On 22.12.2015 12:22, Paul Gofman wrote:
Fixes loader crash when compiled using Intel compiler (icc 16.0.1 20151021).
Signed-off-by: Paul Gofman gofmanp@gmail.com
loader/preloader.c | 26 +++++++++++++++++--------- 1 file changed, 17 insertions(+), 9 deletions(-)
Its not my decision, but I don't think its a good idea to add all the (unnecessary) ifs just to make this code compatible with ICC. I assume the compiler doesn't handle inline assembly correctly, but this would mean that there are several more affected places. It would be nice to have a more general solution to fix/workaround this issue. If this is not possible, I would at least suggest to add a workaround to the functions directly, instead of adding checks to all places where they are called.

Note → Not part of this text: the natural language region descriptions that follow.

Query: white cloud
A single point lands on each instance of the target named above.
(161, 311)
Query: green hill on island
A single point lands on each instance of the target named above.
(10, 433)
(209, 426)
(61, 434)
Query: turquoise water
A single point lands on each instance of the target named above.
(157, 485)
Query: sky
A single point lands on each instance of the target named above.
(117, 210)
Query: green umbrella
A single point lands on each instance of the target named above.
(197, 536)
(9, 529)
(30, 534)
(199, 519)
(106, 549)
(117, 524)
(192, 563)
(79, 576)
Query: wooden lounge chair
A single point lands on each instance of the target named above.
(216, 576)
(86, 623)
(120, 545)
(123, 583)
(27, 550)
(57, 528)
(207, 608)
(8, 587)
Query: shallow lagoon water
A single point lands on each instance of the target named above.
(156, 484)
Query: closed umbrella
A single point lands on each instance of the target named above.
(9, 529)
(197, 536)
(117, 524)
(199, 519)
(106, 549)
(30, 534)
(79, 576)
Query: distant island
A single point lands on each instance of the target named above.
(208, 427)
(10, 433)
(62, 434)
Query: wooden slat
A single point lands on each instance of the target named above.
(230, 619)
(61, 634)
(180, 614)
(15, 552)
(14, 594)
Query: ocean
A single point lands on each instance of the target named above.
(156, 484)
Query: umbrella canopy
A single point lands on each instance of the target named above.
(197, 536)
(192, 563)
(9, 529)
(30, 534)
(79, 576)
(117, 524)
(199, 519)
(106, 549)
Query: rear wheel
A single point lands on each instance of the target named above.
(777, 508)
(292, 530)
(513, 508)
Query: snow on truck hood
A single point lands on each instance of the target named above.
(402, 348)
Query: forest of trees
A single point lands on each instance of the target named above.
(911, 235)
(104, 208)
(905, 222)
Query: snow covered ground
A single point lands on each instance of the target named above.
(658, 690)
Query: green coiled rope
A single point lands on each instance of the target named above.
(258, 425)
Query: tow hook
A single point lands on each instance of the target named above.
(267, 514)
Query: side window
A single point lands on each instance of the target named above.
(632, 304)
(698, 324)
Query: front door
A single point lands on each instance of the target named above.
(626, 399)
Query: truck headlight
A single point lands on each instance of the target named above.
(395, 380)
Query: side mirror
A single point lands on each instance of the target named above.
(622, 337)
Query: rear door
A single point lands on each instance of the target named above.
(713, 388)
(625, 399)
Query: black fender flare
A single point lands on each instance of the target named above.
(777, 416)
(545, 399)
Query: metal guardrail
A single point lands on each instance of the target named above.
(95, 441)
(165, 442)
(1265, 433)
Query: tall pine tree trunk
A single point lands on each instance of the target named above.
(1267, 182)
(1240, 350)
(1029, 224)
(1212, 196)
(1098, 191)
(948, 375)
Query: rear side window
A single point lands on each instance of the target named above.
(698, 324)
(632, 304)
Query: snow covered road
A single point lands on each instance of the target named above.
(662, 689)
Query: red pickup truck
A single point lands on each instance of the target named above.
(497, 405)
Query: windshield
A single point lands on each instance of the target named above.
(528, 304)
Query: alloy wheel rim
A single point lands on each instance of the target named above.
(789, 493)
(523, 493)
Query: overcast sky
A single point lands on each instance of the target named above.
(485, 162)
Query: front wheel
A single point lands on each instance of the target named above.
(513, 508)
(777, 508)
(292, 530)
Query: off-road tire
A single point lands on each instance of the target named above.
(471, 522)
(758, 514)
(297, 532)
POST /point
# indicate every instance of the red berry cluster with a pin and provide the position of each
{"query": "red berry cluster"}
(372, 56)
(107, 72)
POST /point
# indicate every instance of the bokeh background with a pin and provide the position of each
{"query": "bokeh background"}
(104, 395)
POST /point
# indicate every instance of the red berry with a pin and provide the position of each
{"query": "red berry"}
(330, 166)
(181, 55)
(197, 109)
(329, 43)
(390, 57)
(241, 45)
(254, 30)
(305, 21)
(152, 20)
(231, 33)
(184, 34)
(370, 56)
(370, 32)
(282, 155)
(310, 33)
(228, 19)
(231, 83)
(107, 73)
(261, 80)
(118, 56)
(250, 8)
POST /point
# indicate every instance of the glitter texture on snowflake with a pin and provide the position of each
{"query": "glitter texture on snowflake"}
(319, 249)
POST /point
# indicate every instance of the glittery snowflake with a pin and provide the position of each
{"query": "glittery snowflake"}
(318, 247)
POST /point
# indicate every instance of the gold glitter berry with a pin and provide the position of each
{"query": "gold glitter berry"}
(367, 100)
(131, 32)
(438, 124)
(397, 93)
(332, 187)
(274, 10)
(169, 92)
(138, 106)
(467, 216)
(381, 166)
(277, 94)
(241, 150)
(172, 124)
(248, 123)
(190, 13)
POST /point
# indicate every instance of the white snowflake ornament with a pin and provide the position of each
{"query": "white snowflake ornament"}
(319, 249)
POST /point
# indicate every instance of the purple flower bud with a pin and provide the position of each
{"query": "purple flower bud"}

On 12/22/2015 05:33 PM, Sebastian Lackner wrote:
Its not my decision, but I don't think its a good idea to add all the (unnecessary) ifs just to make this code compatible with ICC. I assume the compiler doesn't handle inline assembly correctly, but this would mean that there are several more affected places. It would be nice to have a more general solution to fix/workaround this issue. If this is not possible, I would at least suggest to add a workaround to the functions directly, instead of adding checks to all places where they are called.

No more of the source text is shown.